The Bill also uses undefined terms, such as “current” and “actual costs incurred,” which complicate an analysis of the bill.
HB 62 incorrectly restates or summarizes details already in the statute, like the requirement that the governing board must be made up of unit owners, when the law does not otherwise require 100% of the board to be composed of unit owners, and when declarant appointees do not need to be unit owners. A significant problem in a restatement of the existing law is that in statutory construction, I believe the new text would be seen to override competing prior language.
The Bill has a requirement that a signed receipt be collected from the buyer, but does not define who must collect and retain the document, what happens if the signed receipt is not collected, or a penalty for failure to do so.
There is also a recitation of legal advice regarding what sorts of actions can be brought as private civil matters and then an incomplete statement of matters which may be properly brought before the state Attorney General’s Bureau of Consumer Protection.
The requirement that the required new notice must be written in a font four times the largest font in the Resale Certificate also underscores the lack of thought put into this Bill, If the Certificate uses a 12-point font, then the notice would be in 48-point type and take up six or seven pages all by itself.

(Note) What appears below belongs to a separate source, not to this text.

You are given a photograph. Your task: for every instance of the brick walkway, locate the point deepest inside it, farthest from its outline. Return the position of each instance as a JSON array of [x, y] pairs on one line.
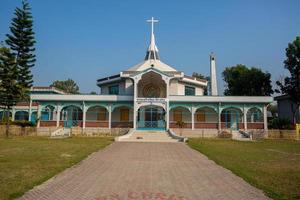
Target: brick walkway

Overall, this Bill is inelegantly written, does little to help associations or to protect consumers, places unreasonable burdens on associations and managers, and overrides or conflicts with other sections of the three acts.
House Bill 1759 - Solar Panels in Condominiums - OPPOSE
CAI opposes this Bill in it's current form, but supports potential amendments that would provide a comprehensive approach to the issue of solar panels in community associations. Introduced by Representative Liz Hanbridge on October 16, 2023. The co-sponsor memo for this legislation states the Bill seeks to prevent homeowners associations (HOAs) from prohibiting or restricting the installation or use of a solar energy system on a detached roof or townhouse. Yet, the Bill is written to only apply to condominium associations, which brings up issues of ownership, liability, and more. CAI is open to working with the Bill's sponsors to author legislation that CAI can support.
Senate Bill 31 - Solar Panels
CAI has not take a position on this Bill. Introduced by Senator Katie Muth on January 18, 2023. This legislation seeks to ensure homeowners’ associations (HOA) allow for the installation of solar panels and solar energy systems on homes within their communities.
House Bill 1716 - Unincorporated Associations - SUPPORT
CAI supports this Bill. Introduced by Representative Perry Warren on September 26, 2023. In addition to other provisions, this legislation would restore the ability to register as an unincorporated association in the Commonwealth of Pennsylvania, which impacts many community associations in the Commonwealth.